When we couldn't take any more of the plants (none of which ate one damn bug while we were there) or the heat, we headed out to the shore-end of the park and were gloriously relieved to find the temperature dropped almost 20 whole degrees in the span of our 2-3 mile drive. Oh, magical sea breeze--thank you for keeping me from melting into a pile of unsightly goo. We ran around by the windmills (and by "we," I clearly mean the kids) and then headed up to the Sutro baths, which is the coolest thing I've seen in San Francisco yet.
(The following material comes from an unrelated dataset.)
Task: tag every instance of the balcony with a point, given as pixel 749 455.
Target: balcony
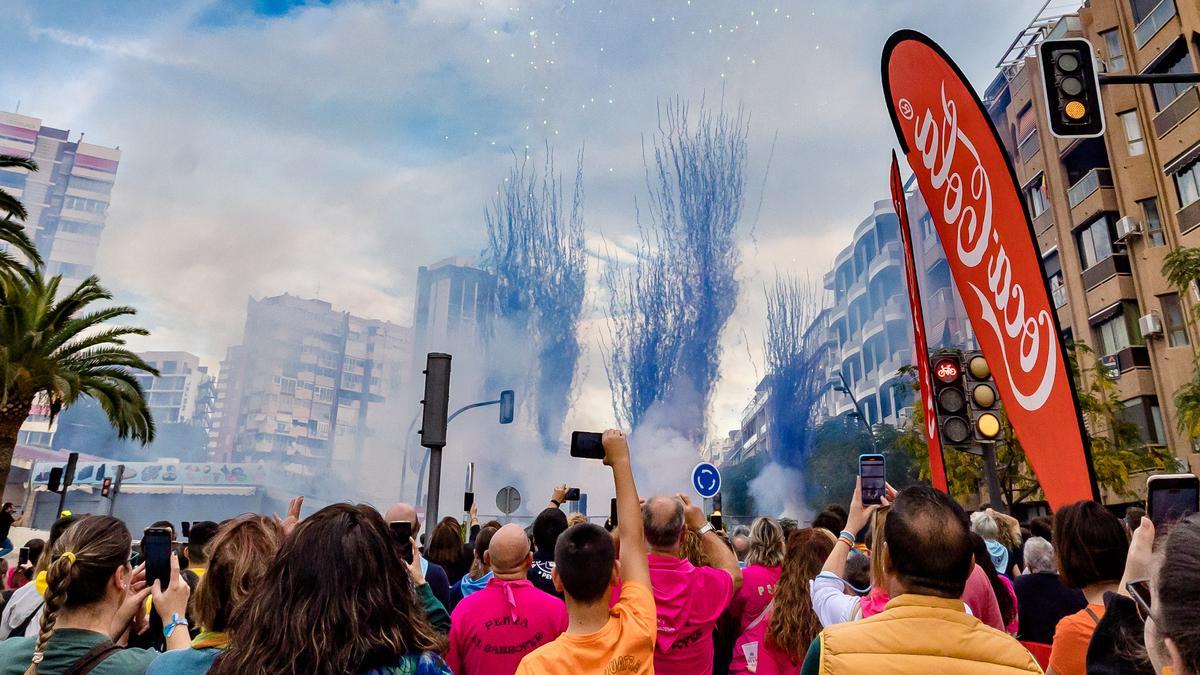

We tried to discourage the kids from wanting to hike down to the baths, but they were insistent in their promises that they would not beg to be carried back up the stairs afterwards (it was cooler, but please--not carry-your-kid-up-150-steps cooler). So we walked a little way down towards the ruins (which sounds so weird to say about a place that existed in the last century, but it really does look like ruins) and Ethan kept exclaiming gleefully, "A Zach and Cody boat! A Zach and Cody boat!" as he pointed out at the ocean, towards a gigantic cruise ship belching black exhaust up into the air. It took me a few minutes to realize that he was referring to a show on Disney about two spoiled rich kids who live on a boat, named--you guessed it, Zach and Cody. He has seen this show, in bits and pieces, perhaps twice in his life. And yet. Sigh. Disney, you sneaky conglomerate, what subliminal messages do you put in your shows to get our children to worship you so?! Because we're not really talking about super high quality programming. Just a consistent laugh reel and a lot of jokes my kid doesn't get. And yet.
Anyway, we ended our tour of San Francisco by driving through the Presidio and past Chrissy Field on our way to the Palace of Fine Arts, which is supposed to be all idyllic and swan-y but was more like the Palace of Fine Construction and the mood was more tourist and sea gull-y. But it was lovely none the less; the kids looked for treasure (read: bits of trash. Super!), supported the dandelion population in the park with copious amounts of picking and blowing the seeds to the winds, and chasing pigeons. A pretty perfect day, in spite of the epic heat wave.
We can't wait to sweat inside the big white building full of windows and moisture-controlled environments!!! I'll race ya!
4 comments:
I'm sorry that it was so hot, but that is SO something I would have done! (Hey! It's a million degrees! I know! Let's go to the surface of the SUN today! It would be FANTASTIC! Then I would have sweat a lot and considered crying). The pictures are beautiful, though.
Beautiful pictures from the conservatory! Funny how kids don't feel the heat the way us grown ups do. Imagine if they kvetched about the weather as much as we did? LOL!
What a beautiful place! I am also sick of hot weather though. And every week my definition of hot gets a little cooler. Now I get annoyed if it is 85. I get disappointed a lot, you might imagine.
You crack me up, Sarah. Like, seriously, giggling over here at the caption from the picture of E and his friend racing up the steps.
Exactly how cold does it get around your parts in January? Really it's cold enough for gloves?